• In partnership with John Reamer and Associates •
Traveling with others can be a lot of fun, and let’s be honest, it’s definitely the most popular way to travel. But solo travel, especially solo female travel, has become trendy for a reason and it’s not just the great selfie ops (selfies are actually really hard to take solo, I’ve learned).
I get a lot of questions about my solo female traveller lifestyle — whether I get lonely or bored or feel uncomfortable a lot.

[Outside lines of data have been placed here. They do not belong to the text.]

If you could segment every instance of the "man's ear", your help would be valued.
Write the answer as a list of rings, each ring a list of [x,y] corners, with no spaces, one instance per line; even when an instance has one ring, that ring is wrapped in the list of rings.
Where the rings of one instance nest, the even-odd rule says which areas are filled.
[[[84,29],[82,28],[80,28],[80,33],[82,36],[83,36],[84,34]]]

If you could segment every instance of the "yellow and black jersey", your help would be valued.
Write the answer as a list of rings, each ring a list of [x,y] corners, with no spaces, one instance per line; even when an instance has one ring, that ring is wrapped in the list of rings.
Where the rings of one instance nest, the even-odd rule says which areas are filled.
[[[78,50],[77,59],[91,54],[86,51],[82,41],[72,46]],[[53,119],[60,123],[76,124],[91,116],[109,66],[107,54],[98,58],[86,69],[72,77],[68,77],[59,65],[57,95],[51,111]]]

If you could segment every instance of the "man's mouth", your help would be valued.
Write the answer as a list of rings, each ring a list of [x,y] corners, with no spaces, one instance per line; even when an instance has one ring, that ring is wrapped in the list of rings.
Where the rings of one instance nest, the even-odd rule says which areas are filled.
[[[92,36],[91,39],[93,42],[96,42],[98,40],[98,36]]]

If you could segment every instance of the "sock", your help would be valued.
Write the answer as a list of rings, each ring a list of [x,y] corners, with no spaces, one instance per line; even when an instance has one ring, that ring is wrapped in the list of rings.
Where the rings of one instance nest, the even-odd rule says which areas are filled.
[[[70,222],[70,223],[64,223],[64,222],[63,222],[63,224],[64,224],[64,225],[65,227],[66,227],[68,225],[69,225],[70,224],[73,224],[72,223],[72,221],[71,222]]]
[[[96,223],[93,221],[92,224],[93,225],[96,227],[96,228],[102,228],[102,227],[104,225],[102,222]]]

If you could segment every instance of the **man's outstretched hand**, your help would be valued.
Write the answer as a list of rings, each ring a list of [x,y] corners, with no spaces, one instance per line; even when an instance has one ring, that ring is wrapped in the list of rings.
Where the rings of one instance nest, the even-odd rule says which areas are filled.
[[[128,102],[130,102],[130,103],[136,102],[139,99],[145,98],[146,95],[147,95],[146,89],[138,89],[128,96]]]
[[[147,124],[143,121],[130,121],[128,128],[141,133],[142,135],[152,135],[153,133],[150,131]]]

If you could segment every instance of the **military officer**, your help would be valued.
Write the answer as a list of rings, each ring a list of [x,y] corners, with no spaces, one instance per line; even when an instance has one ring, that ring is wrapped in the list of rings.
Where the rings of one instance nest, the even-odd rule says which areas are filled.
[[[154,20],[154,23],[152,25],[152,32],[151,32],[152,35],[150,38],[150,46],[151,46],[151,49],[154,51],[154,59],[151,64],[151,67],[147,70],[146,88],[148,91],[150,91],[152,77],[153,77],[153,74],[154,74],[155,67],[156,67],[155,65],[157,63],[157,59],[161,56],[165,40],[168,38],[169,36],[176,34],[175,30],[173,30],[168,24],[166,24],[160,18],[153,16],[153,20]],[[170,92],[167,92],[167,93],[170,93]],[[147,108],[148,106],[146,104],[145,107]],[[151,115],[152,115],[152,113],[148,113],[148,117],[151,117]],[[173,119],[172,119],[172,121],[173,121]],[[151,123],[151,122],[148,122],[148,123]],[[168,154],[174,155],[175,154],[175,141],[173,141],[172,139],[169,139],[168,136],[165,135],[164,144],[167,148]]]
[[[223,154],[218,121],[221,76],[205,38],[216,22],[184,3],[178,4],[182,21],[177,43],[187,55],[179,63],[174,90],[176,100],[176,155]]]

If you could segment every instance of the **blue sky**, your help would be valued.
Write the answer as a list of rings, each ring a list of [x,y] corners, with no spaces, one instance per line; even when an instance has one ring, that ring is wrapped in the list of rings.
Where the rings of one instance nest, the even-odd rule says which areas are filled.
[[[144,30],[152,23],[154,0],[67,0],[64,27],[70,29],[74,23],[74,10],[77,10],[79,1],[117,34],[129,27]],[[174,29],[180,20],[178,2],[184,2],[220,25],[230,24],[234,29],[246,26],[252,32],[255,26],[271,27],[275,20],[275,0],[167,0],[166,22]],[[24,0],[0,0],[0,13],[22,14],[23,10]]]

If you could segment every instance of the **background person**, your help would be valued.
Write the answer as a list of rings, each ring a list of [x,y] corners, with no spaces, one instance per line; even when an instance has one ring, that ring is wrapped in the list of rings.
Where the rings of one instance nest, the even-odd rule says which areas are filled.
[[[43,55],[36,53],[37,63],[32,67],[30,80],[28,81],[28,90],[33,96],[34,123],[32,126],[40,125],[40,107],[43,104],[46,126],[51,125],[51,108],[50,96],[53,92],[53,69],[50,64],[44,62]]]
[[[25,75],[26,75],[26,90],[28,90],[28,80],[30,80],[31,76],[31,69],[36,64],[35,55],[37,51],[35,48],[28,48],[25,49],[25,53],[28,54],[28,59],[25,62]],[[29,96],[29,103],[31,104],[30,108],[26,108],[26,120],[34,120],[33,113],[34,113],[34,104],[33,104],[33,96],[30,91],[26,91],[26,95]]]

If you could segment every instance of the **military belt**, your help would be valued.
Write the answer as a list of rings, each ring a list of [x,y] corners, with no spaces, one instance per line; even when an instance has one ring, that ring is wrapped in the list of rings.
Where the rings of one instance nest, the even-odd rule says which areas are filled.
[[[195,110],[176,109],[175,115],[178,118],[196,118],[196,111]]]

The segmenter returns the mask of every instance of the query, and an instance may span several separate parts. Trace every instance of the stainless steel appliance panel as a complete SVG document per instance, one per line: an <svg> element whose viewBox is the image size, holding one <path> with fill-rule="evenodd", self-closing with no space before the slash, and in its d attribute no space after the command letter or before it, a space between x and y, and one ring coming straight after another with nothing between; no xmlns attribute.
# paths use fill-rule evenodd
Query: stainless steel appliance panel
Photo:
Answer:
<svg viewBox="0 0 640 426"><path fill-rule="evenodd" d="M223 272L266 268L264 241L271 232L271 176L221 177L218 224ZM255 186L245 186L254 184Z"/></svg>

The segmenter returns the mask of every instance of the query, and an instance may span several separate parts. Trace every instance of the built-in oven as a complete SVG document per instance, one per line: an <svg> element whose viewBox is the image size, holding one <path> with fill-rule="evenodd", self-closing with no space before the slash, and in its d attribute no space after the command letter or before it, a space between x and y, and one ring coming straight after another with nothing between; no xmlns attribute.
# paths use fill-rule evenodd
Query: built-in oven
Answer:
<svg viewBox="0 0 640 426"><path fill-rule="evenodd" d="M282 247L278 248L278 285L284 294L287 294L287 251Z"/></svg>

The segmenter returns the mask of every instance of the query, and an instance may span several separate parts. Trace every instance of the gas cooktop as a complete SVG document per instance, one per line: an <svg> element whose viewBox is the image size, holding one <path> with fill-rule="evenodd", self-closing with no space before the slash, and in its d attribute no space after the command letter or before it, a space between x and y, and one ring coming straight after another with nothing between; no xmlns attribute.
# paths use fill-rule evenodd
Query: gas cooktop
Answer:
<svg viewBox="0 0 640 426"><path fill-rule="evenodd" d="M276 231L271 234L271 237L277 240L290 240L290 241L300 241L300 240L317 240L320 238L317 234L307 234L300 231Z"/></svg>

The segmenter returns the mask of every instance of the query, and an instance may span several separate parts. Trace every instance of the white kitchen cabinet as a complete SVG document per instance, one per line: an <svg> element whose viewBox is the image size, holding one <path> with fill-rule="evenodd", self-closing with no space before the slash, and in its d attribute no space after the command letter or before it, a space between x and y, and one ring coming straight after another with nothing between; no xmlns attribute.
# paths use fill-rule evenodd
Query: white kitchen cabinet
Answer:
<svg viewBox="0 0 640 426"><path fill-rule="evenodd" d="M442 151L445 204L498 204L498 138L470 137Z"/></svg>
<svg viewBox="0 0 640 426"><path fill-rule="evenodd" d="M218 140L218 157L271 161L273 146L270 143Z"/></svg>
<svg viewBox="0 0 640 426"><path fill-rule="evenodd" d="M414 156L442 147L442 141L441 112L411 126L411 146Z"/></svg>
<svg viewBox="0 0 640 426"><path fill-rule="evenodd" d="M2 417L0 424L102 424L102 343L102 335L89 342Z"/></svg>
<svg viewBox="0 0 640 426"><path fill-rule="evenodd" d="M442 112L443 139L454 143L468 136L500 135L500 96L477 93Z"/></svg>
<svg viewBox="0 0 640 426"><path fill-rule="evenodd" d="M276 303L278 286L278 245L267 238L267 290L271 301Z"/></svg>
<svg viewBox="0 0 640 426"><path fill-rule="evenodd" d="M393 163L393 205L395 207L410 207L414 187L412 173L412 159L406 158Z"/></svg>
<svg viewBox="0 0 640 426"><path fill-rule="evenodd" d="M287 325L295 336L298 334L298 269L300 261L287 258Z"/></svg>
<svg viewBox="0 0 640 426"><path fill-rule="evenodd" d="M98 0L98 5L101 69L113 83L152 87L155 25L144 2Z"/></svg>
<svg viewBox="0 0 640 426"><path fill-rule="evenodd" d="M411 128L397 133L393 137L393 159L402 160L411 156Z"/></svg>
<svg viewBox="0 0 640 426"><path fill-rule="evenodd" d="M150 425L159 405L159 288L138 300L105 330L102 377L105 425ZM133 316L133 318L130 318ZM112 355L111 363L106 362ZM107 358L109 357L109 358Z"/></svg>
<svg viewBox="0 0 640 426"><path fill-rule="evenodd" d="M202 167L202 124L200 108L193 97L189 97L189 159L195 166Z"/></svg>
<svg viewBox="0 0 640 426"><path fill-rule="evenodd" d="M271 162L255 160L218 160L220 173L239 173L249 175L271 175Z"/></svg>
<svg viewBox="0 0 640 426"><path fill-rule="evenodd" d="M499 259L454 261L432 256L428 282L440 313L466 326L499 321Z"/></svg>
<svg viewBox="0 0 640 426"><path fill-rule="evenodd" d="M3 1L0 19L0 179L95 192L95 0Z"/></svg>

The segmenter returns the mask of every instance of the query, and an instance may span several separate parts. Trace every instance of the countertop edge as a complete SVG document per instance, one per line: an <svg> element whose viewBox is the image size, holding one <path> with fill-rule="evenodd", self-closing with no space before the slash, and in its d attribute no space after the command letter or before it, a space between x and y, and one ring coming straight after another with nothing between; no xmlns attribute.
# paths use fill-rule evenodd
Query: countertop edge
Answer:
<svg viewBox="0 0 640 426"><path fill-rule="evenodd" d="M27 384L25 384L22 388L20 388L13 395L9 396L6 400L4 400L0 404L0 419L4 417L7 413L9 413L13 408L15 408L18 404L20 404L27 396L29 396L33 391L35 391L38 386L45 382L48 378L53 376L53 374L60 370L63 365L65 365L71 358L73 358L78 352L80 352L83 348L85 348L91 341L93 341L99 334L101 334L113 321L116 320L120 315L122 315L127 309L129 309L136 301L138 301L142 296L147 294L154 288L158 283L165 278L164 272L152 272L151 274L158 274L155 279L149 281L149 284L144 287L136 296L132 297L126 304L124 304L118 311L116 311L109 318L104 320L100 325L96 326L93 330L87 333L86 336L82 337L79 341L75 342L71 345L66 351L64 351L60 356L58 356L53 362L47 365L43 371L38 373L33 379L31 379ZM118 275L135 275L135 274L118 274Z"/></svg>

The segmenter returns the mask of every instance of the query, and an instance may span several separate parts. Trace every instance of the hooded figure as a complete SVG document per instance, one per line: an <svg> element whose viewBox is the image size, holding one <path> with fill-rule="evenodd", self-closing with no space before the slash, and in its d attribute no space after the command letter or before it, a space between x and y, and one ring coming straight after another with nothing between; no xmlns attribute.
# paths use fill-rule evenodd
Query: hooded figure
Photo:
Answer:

Those answers? All a resounding “no!”
Traveling alone isn’t a consolation prize; for me, it’s actually the pinnacle. Whether you’re taking a weekend trip within the U.S. or wandering across a continent, solo excursions can be incredibly refreshing and stimulating. Going alone has taught me a ton about myself, about my independence and what I’m capable of.
Once you start, it can be addicting. Here’s some of why I love moving through the world alone.
I can be selfish. One of the challenges of trekking with others is the different ideas, budgets, tastes and styles of travel you’re sure to encounter at some point. How many times have you argued on a trip about what to eat for dinner or which activities to prioritize? When I travel solo, I get to decide it all. Do I want to stick to a strict schedule or blow up all my plans for a spontaneous moment? Do I want to just chill for a full day or climb a mountain? Having the only real say on the matter (obviously work also plays a role) means that I never leave a place feeling like compromise left me with a different experience than the one I had been seeking.
I move at my own pace. Everyone travels differently. There are morning people and nighthawks. Happy hour aficionados and late-night diners. Some people want to jam-pack a day with seven activities; for others, merely the word “activities” incites anxiety. Having the freedom to decide just how fast or slow I want to move on a given day — and reserving the right to change that as I so decide, keeps me from getting overly exhausted or under-stimulated.
It’s actually more social. When I travel with even one other person, we tend to stay within our bubble. We have conversations between ourselves and share memories with each other. And that can be fun — but I’m much less likely to meet locals, strike up a random conversation in a random place and build *new* lasting friendships. Those are the memories that often feel most poignant upon looking back, that linger the longest. that give me the greatest understanding about the place where I am — and they happen when I’m traveling solo.
I’m productive on my terms. I’ve been a solo female traveler for more than a year now, and let me tell you, trying to work full-time while traveling full-time is wild. I’m not sure how I would execute what I need to execute with another person along for the ride. Bending my schedule to my needs alone, I will spend weeks working mainly at night — sometimes from restaurants or cafes; getting up earlier to work; sightseeing only in the mornings, whatever it is that I need, with no guilt attached.
I absorb more. When I think about my solo trips, invariably, the colors are brighter, the details are sharper, I remember the sounds of a place. And that’s because I HEAR more, I SEE more, I THINK more when I’m traveling solo, without constant conversation to distract me. I have often thought that I have fuller, more enhanced experiences than I do when I’m with another person, and my memories reflect that.
There is nothing like walking through a beautiful city with a great soundtrack. One of my favorite things to do in a city is set aside some time, sans camera, playing on the internet, etc. to just walk with a pair of headphones in and a great soundtrack on. It’s a total “alone” activity and there might not be anything better.
I’m more alert and aware. It’s human nature. If we’re with someone else, we subconsciously assign them some level of responsibility for our wellbeing. I notice when I’m with others, I never remember where I park or what streets I walked down, but the more concerning thing is that I’m also much less attuned to important safety signals and my general surroundings. Alone, I am diligent in looking after my drinks in public places, I always look at street signs and study the areas I’m in and am hyper aware of where my phone/purse/wallet is. Many people assume it’s much less safe to be a solo female traveler, and to a certain extent that is valid, but there’s no arguing that I’m more meticulous about the way I walk through the world when I’m alone.